Ensemble, ils vont fédérer leur expertise pour étudier de manière interdisciplinaire le comportement individuel et collectif de petits robots biologiques : les BABots. Ce sont de petits animaux dont le système nerveux est génétiquement reconfiguré pour produire de nouveaux comportements. Ces créatures serviront de robots animaux biologiques destinés à exécuter diverses tâches, telles que la protection des cultures contre l'invasion d'agents pathogènes, l'élimination des contaminants du sol ou de l'eau, ou la réalisation de procédures cliniques spécifiques au sein du corps humain.

« Bien que certaines de ces tâches puissent également être réalisées par des moyens chimiques ou par l'utilisation de robots conventionnels, les BABots offriront un niveau inégalé d'agilité, de précision, d'efficacité et de biocompatibilité », soulignent les chercheurs.

L’objectif est de développer la technologie BABots, et de démontrer son utilité et sa sécurité dans un cadre éthique et réglementaire rigoureux. Le premier système BABots sera mis en œuvre au sein du C. elegans, un ver nématode de 1 mm de long. Un groupe de nématodes sera programmé pour coordonner leurs actions, détecter et éliminer des agents pathogènes. Ce scénario sera exclusivement étudié dans une boîte de Petri. Toutefois, le projet a pour ambition de tester l’efficacité de la technologie BABots aussi dans un environnement naturel comme celui confiné de l’agriculture verticale. 

• La neurobiologie et la biologie synthétique. Il s’agira de concevoir et construire des vers transgéniques biosécurisés de type C. elegans.
• L’intelligence en essaim et la dynamique des populations. Les chercheurs vont étudier le comportement individuel et collectif des Babots, tant sur le plan théorique qu'expérimental. L’objectif est de pouvoir déterminer comment programmer le comportement des BABots et comment composer les populations.
• L’Éthique de la technologie. Une équipe va travailler sur la conception d’un cadre éthique et réglementaire solide et efficace pour le développement de la technologie BABots.
• L’agriculture verticale. L’objectif sera de pouvoir fournir un contexte réaliste en vue de la mise en œuvre d'un premier BABots dans un environnement agricole contrôlé et confiné (risque zéro).

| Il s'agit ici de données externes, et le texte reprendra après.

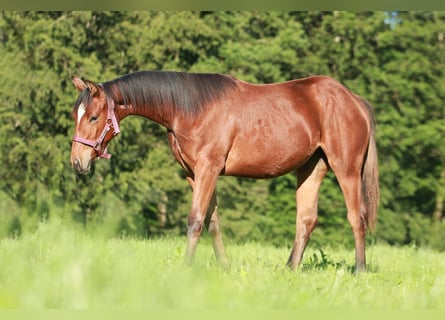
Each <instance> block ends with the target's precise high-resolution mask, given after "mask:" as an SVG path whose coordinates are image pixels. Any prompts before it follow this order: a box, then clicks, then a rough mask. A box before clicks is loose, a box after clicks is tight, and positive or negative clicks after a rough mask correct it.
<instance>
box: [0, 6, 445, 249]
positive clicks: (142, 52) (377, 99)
mask: <svg viewBox="0 0 445 320" xmlns="http://www.w3.org/2000/svg"><path fill="white" fill-rule="evenodd" d="M387 18H388V15H387V14H386V13H384V12H246V11H244V12H159V11H158V12H1V13H0V68H1V70H2V73H1V74H0V162H1V165H0V200H1V203H2V204H1V207H0V208H1V211H0V219H1V227H0V236H2V237H4V236H12V237H14V236H19V235H23V234H24V233H27V232H31V231H32V230H34V229H35V228H37V226H38V224H39V223H40V222H41V221H47V220H48V219H49V220H51V219H52V218H54V217H63V219H67V221H70V220H73V221H76V222H77V223H78V224H79V225H81V226H83V227H84V228H86V229H89V230H92V232H96V233H101V232H102V233H103V234H105V235H107V236H123V235H135V236H140V237H147V236H149V237H151V236H159V235H166V234H183V233H184V232H185V229H186V225H185V224H186V221H187V214H188V210H189V205H190V199H191V189H190V187H189V186H188V184H187V183H186V182H185V181H184V175H183V173H182V172H181V170H180V168H179V166H178V165H177V164H176V163H175V161H174V159H173V157H172V156H171V153H170V151H169V147H168V145H167V143H166V139H165V130H164V129H163V128H161V127H159V126H158V125H156V124H154V123H151V122H149V121H146V120H145V119H139V118H129V119H126V120H125V121H123V122H122V133H121V135H120V136H118V137H117V138H116V139H115V140H114V141H113V142H112V143H111V145H110V151H111V152H112V154H113V157H112V158H111V160H110V161H100V162H98V163H97V165H96V171H95V173H94V175H92V176H91V177H76V176H75V175H74V174H73V172H72V170H71V168H70V166H69V154H70V143H71V139H70V138H71V135H72V132H73V126H74V124H73V121H72V119H71V117H70V113H71V108H72V105H73V102H74V100H75V98H76V95H77V92H76V90H75V89H74V88H73V86H72V84H71V82H70V76H72V75H78V76H81V77H84V78H88V79H92V80H96V81H105V80H109V79H112V78H114V77H116V76H118V75H121V74H125V73H129V72H132V71H136V70H144V69H146V70H147V69H160V70H178V71H192V72H223V73H228V74H231V75H233V76H236V77H238V78H240V79H243V80H246V81H252V82H255V83H264V82H276V81H285V80H289V79H293V78H299V77H305V76H308V75H313V74H326V75H330V76H332V77H335V78H337V79H338V80H340V81H341V82H343V83H345V84H346V85H347V86H348V87H349V88H350V89H351V90H353V91H354V92H356V93H358V94H360V95H362V96H363V97H365V98H366V99H368V100H369V101H370V102H371V103H372V104H373V105H374V107H375V113H376V118H377V144H378V150H379V160H380V178H381V209H380V212H379V217H378V226H377V230H376V232H375V233H374V234H372V235H371V236H370V237H369V238H368V241H370V242H375V241H384V242H387V243H390V244H397V245H402V244H412V243H415V244H416V245H425V246H434V247H435V248H438V249H441V250H444V249H445V245H444V244H443V241H441V234H443V232H444V231H445V226H444V221H443V217H444V212H443V210H444V209H443V208H444V207H445V205H444V198H445V184H444V183H445V179H443V178H442V179H441V178H440V177H441V176H442V177H445V174H444V172H445V144H444V139H443V138H444V136H445V132H444V130H445V123H444V119H445V114H444V112H445V108H444V107H443V101H444V100H445V81H444V79H445V77H444V70H445V54H444V46H445V29H444V25H445V14H444V13H443V12H400V13H398V14H397V15H396V19H395V20H394V21H393V23H388V22H387V21H388V20H387ZM295 183H296V181H295V177H294V176H293V175H291V174H289V175H286V176H283V177H279V178H276V179H272V180H259V181H256V180H249V179H237V178H222V179H221V180H220V181H219V184H218V193H219V210H220V213H221V217H222V218H221V219H222V227H223V232H224V233H225V236H226V238H229V239H233V241H239V242H245V241H260V242H263V243H269V244H274V245H277V246H289V245H290V244H291V243H292V241H293V238H294V232H295V231H294V225H295V208H296V204H295V200H294V199H295ZM319 207H320V210H319V225H318V228H316V230H315V232H314V235H313V237H312V241H311V244H313V245H315V246H316V247H322V246H324V245H326V243H329V244H343V245H347V246H351V245H352V242H353V239H352V235H351V232H350V228H349V225H348V223H347V220H346V210H345V206H344V201H343V196H342V194H341V192H340V190H339V188H338V185H337V182H336V180H335V177H334V176H333V175H332V174H329V175H328V176H327V178H326V179H325V181H324V183H323V185H322V188H321V195H320V200H319Z"/></svg>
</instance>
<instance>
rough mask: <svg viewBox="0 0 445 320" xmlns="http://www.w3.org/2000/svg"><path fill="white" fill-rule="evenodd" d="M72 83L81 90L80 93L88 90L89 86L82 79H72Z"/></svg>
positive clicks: (71, 77)
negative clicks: (87, 87) (80, 92)
mask: <svg viewBox="0 0 445 320" xmlns="http://www.w3.org/2000/svg"><path fill="white" fill-rule="evenodd" d="M71 81H72V82H73V84H74V86H75V87H76V89H77V90H79V91H80V92H82V91H83V90H85V89H86V88H87V85H86V84H85V82H83V81H82V79H80V78H78V77H71Z"/></svg>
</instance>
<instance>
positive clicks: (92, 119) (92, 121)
mask: <svg viewBox="0 0 445 320" xmlns="http://www.w3.org/2000/svg"><path fill="white" fill-rule="evenodd" d="M89 121H90V123H95V122H96V121H97V117H91V118H90V120H89Z"/></svg>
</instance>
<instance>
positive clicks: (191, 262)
mask: <svg viewBox="0 0 445 320" xmlns="http://www.w3.org/2000/svg"><path fill="white" fill-rule="evenodd" d="M220 172H221V167H220V166H216V165H215V164H214V163H212V162H210V161H208V159H201V161H198V162H197V165H196V169H195V174H194V181H193V184H192V186H193V198H192V207H191V210H190V214H189V217H188V227H187V238H188V243H187V250H186V254H185V263H186V264H189V265H190V264H191V263H192V262H193V258H194V256H195V252H196V246H197V244H198V240H199V237H200V235H201V232H202V228H203V226H204V223H205V217H206V213H207V211H208V210H209V205H210V202H211V199H212V196H213V194H214V191H215V187H216V181H217V180H218V176H219V174H220Z"/></svg>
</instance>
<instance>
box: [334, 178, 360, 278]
mask: <svg viewBox="0 0 445 320" xmlns="http://www.w3.org/2000/svg"><path fill="white" fill-rule="evenodd" d="M333 170H334V169H333ZM334 173H335V171H334ZM336 176H337V180H338V183H339V184H340V188H341V189H342V191H343V195H344V197H345V202H346V208H347V210H348V221H349V224H350V225H351V228H352V232H353V234H354V240H355V272H356V273H357V272H361V271H364V270H365V269H366V257H365V234H366V223H365V221H364V218H363V216H362V214H361V211H362V208H361V205H362V190H361V175H360V170H355V173H354V171H352V170H351V172H350V173H349V174H342V173H336Z"/></svg>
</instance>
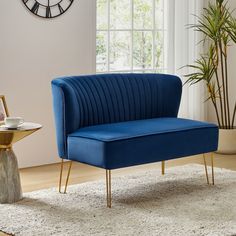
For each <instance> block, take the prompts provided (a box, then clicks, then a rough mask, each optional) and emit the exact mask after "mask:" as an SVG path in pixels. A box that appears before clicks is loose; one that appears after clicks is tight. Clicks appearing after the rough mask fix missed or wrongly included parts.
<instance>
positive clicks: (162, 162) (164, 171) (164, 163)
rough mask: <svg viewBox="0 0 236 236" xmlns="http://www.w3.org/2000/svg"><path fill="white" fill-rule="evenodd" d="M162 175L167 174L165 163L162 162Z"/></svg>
mask: <svg viewBox="0 0 236 236" xmlns="http://www.w3.org/2000/svg"><path fill="white" fill-rule="evenodd" d="M161 173H162V175H164V174H165V161H162V162H161Z"/></svg>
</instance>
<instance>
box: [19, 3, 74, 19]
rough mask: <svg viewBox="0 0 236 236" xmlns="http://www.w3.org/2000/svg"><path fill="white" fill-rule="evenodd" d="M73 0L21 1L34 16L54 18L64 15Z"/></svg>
mask: <svg viewBox="0 0 236 236" xmlns="http://www.w3.org/2000/svg"><path fill="white" fill-rule="evenodd" d="M73 1H74V0H22V2H23V3H24V5H25V6H26V7H27V8H28V9H29V10H30V11H31V12H32V13H33V14H35V15H36V16H39V17H43V18H55V17H57V16H60V15H62V14H63V13H65V12H66V11H67V10H68V9H69V8H70V6H71V4H72V3H73Z"/></svg>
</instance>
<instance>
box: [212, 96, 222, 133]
mask: <svg viewBox="0 0 236 236" xmlns="http://www.w3.org/2000/svg"><path fill="white" fill-rule="evenodd" d="M211 101H212V103H213V105H214V108H215V112H216V117H217V122H218V124H219V127H220V128H221V127H222V126H221V123H220V117H219V111H218V107H217V104H216V101H214V98H212V97H211Z"/></svg>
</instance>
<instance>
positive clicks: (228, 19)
mask: <svg viewBox="0 0 236 236" xmlns="http://www.w3.org/2000/svg"><path fill="white" fill-rule="evenodd" d="M196 17H197V23H196V24H193V25H190V28H193V29H194V30H195V31H198V32H200V33H202V34H203V36H204V37H203V40H202V41H201V42H199V43H202V44H204V46H207V48H208V50H207V52H206V54H204V55H201V56H200V57H199V58H198V59H197V60H196V61H195V63H194V64H192V65H187V67H188V68H190V69H193V73H190V74H187V75H185V76H186V77H187V81H186V83H189V84H190V85H193V84H196V83H198V82H202V81H203V82H204V83H205V85H206V87H207V91H208V95H209V96H208V99H207V100H210V101H211V102H212V104H213V107H214V110H215V114H216V118H217V122H218V125H219V130H220V131H219V147H218V152H219V153H225V154H235V153H236V129H235V127H234V121H235V115H236V102H235V101H231V99H232V98H231V97H230V96H229V86H230V81H229V75H228V66H229V65H228V50H229V47H230V46H232V45H235V44H236V18H235V17H234V16H233V15H232V11H230V9H229V6H228V5H227V2H226V3H225V1H224V0H216V1H215V2H214V3H211V2H210V3H209V4H208V7H207V8H204V11H203V14H202V15H201V16H199V17H198V16H196ZM233 66H235V65H233ZM232 102H234V103H233V104H234V106H233V107H230V104H232Z"/></svg>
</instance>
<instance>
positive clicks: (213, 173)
mask: <svg viewBox="0 0 236 236" xmlns="http://www.w3.org/2000/svg"><path fill="white" fill-rule="evenodd" d="M203 160H204V166H205V172H206V178H207V184H210V181H209V176H208V170H207V164H206V155H205V154H203ZM211 177H212V185H215V174H214V154H213V153H211Z"/></svg>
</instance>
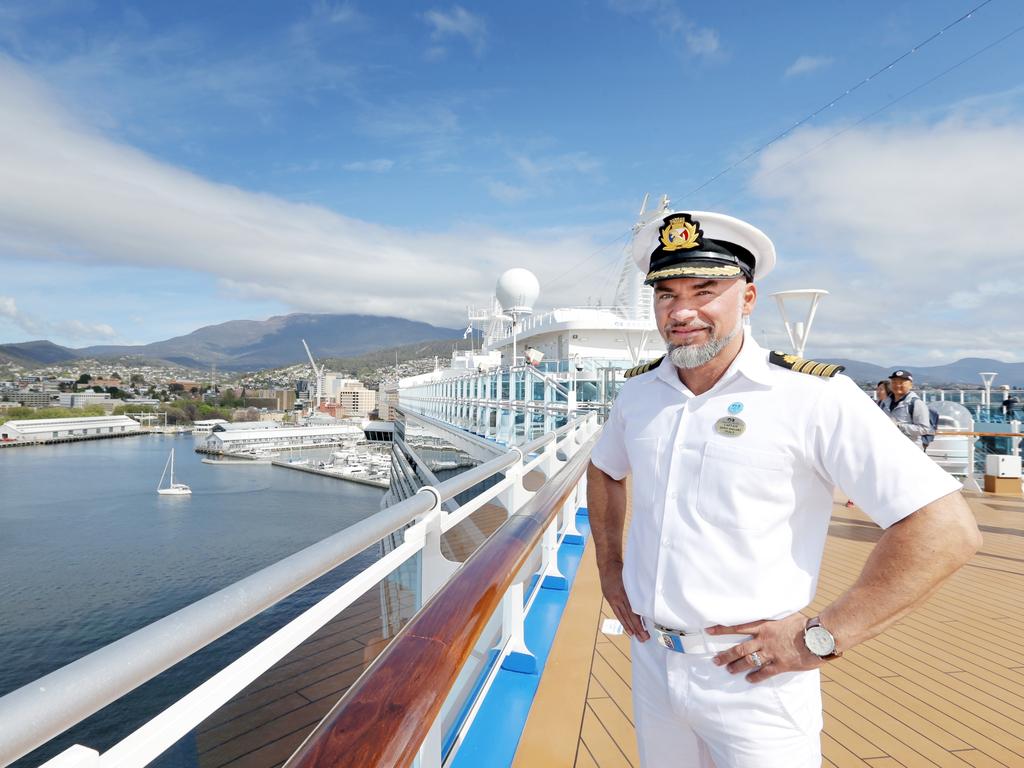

Strictement encadrée, la modification génétique est une pratique courante dans la recherche fondamentale et est de plus en plus utilisée dans diverses applications. Par exemple, certains poissons sont conçus pour devenir fluorescents lorsqu'ils rencontrent des polluants. La nouveauté essentielle qui distingue les BABots des simples animaux transgéniques est qu'ils seront actifs et autonomes et qu'ils produiront les réponses complexes souhaitées en fonction des situations. Au lieu de se contenter de signaler la présence d'une substance cible, ils agiront pour l'éliminer de manière efficace.

Si la technologie robotique actuelle joue un rôle important et croissant dans de nombreux domaines, elle présente certaines limites, que les BABots pourraient contourner. D’une part, les BABots feront preuve d'une sensibilité, d'une agilité et d'une compatibilité supérieures dans divers environnements biologiques à plusieurs échelles, grâce à leurs capteurs et actionneurs biologiques très évolués. D’autre part, ils présentent un haut degré de flexibilité et de sophistication, grâce à leur programmation au niveau des réseaux neuronaux biologiques. Enfin, ils seront faciles à fabriquer, à alimenter, à recycler et finalement à dégrader, car ils peuvent s'auto-répliquer et sont entièrement organiques.

Une attention particulière sera accordée au public afin de le sensibiliser aux opportunités ainsi qu'aux risques calculés que comportent les BABots. À cette fin, de multiples activités de démonstration et d'éducation seront menées, tels que des événements grand public où des discussions constructives ouvertes et des séances de réflexion sur les questions d'éthique et d'acceptabilité sociale liées aux objectifs du projet seront proposées.

Ce projet a reçu un financement du programme de travail du Conseil européen de l'innovation Horizon Europe - EIC PathFinder, dans le cadre de la convention Project 101098722 — BABots.